Pensamiento positivo

Hoy hemos sabido que Uxue Barkos, la diputada y concejala de Nabai, padece un cáncer de mama. Y hace unos días Esperanza Aguirre también anunció que sufría la misma dolencia. Ambas han declarado que se retiran “unos días” para someterse a la operación y al tratamiento que necesitan. Pero que enseguida, eso, en unos días, están de vuelta en la lucha política.

¿Unos días? ¿Cómo el que tiene una gripe y falta una semana al trabajo?

Ojalá fuera cierto, lo digo de verdad, y seguro que hay casos donde así sucede efectivamente. Pero en la experiencia de muchas mujeres, las cosas no son así ni por el forro. Muchos tipos de cáncer se curan, o al menos se curan para tantos años que, entre medio, pueden sobrevenir otras enfermedades, otras ocasiones de muerte. Pero en general los tratamientos y las curaciones llevan tiempo, incluso mucho tiempo. Y en ese transcurso las y los enfermos de algún cáncer sienten, por ejemplo, terror, rabia, muchísimas incomodidades, profunda tristeza; y su equilibrio psicológico se tambalea, porque su vida ha sufrido un seísmo de gran magnitud.

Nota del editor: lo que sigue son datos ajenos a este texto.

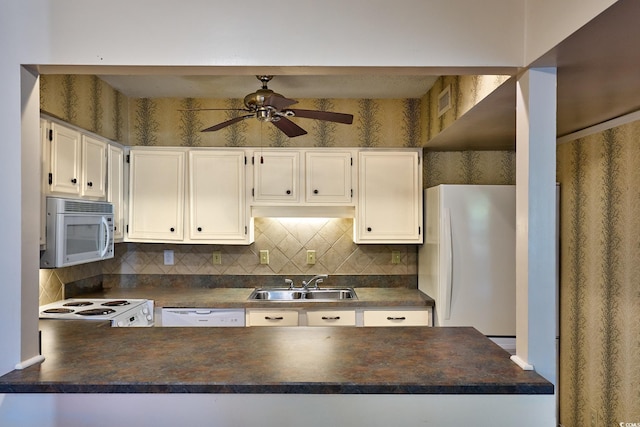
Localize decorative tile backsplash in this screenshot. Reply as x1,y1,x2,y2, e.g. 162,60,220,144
102,218,417,275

En ese anuncio de las políticas de que la cosa se solucionará “en unos días” puede haber valentía, esperanza, optimismo. Vamos, pensamientos positivos. Y está muy bien sentir todo eso. Está muy bien que la vida te haya regalado la enorme suerte de una personalidad positiva. Y siempre es preferible y loable tener esperanza y fuerza en el trago.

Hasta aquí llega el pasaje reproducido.